González-Mayorga, H., Rodríguez-Esteban, A. ., & Vidal, J. . (2024). Using OpenAI’s GPT Model to Analyse Open Texts in Educational Research. Pi­xel-Bit. Media and Education Journal, (69), 227–253. https://doi.org/10.12795/pixelbit.102032

Abstract

Assigning meaning to segments of information through analysis of open texts in qualitative research requires considerable investment of time.

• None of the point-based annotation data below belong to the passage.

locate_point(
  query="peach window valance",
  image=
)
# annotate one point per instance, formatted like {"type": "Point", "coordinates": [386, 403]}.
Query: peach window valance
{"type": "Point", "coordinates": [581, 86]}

Natural Language Processing tools can be a valuable resource for qualitative researchers, as their algorithms allow for faster, qualitative interpretation of texts. However, this requires testing these tools’ levels of verbal comprehension beforehand. The introduction of OpenAI's GPT-3 model has marked a qualitative leap forward compared to previous Natural Language Processing models. The study objective was to analyse this tool’s verbal comprehension ability. The tests from the verbal comprehension index of the WAIS-IV IQ battery were applied. The results of the reliability tests were satisfactory. The responses put GPT-3 higher than the 99th percentile of human standards of verbal comprehension. These results demonstrate that it is possible to use this model as a tool to analyse open texts, opening up enormous possibilities for qualitative research, although its use must be based on precise, specific utilization for each analysis process.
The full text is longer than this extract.